Parents sending ‘rice babies’ to relatives who can’t visit

Japanese rice babies

Parents are sending bags of rice weighing the same as their newborns to family members who are missing out on baby cuddles due to the pandemic.

Dakigokochi isn’t a new concept, with a Japanese rice shop selling rice babies more than a decade ago. But the pandemic has seen a resurgence in the crafty creations.
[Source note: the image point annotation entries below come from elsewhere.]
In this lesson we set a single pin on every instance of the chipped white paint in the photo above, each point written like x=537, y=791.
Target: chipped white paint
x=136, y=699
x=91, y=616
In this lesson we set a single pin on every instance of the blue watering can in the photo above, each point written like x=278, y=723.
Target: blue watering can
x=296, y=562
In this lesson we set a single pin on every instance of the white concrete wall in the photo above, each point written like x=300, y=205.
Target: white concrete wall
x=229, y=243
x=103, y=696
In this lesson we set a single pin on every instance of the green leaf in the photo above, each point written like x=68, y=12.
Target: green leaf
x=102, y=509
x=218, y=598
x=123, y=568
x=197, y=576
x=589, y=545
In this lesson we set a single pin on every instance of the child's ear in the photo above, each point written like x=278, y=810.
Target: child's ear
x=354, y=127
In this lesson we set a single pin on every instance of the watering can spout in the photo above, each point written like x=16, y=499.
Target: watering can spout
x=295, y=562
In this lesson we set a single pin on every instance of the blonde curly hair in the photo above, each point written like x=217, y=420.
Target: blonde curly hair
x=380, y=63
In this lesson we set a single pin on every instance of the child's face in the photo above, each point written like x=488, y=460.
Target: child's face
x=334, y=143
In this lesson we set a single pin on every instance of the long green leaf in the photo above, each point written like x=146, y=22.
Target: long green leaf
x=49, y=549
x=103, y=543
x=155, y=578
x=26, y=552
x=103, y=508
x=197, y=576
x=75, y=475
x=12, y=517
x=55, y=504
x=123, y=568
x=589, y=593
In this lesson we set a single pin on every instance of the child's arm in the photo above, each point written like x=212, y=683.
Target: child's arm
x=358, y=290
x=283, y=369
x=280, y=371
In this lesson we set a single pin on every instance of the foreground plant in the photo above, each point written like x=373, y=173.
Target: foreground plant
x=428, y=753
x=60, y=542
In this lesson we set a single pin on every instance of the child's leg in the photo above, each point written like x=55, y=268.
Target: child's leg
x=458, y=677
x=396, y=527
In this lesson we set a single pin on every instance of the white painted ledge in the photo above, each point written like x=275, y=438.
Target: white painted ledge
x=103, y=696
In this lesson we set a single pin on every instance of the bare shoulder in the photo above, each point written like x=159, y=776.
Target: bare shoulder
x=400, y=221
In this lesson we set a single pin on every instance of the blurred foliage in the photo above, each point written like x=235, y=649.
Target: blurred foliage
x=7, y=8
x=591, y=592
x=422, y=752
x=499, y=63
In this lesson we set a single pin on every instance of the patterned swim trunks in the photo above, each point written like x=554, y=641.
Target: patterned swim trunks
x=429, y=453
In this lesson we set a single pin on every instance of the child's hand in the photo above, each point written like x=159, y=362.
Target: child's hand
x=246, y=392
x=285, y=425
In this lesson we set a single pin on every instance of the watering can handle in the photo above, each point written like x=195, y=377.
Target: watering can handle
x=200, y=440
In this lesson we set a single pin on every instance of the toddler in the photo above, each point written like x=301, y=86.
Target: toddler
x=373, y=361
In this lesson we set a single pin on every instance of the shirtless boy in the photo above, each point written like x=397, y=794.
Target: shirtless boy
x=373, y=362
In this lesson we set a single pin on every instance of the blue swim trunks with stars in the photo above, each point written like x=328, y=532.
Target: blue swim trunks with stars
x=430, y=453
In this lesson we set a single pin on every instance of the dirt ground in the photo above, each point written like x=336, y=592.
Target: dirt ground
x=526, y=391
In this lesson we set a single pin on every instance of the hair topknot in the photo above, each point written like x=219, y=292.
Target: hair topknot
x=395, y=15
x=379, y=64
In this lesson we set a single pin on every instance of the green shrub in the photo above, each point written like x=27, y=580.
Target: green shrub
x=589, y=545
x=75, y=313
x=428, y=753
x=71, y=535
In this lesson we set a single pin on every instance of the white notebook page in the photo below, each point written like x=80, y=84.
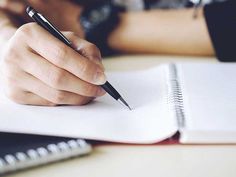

It involves creating a customised bag of rice, shaped a little like a baby, with a photo of the newborn’s face.

Japanese rice babies

The rice bags are crafted to weigh the same as the newborn, with add-ons like cute blanket wraps available. “I first had the idea about 14 years ago when my own son was born and I was thinking about what I could do for relatives who lived far away and couldn’t come and see him,” Yoshimiya rice shop owner Naruo Ono told The Guardian.

“We decided to make bags of rice that were the same weight and shape as the baby, so relatives could hold them and feel the cuteness.”

Rice babies for grandparents

The shop has even branched out, creating baby rice bags for wedding guests “In the case of the wedding celebration goods, the bride and groom give them to the respective parents with their pictures on them from when they were babies as a way of showing appreciation for giving birth to them.

“During the pandemic, the demand for them has really increased as people haven’t been able to travel to wedding ceremonies.”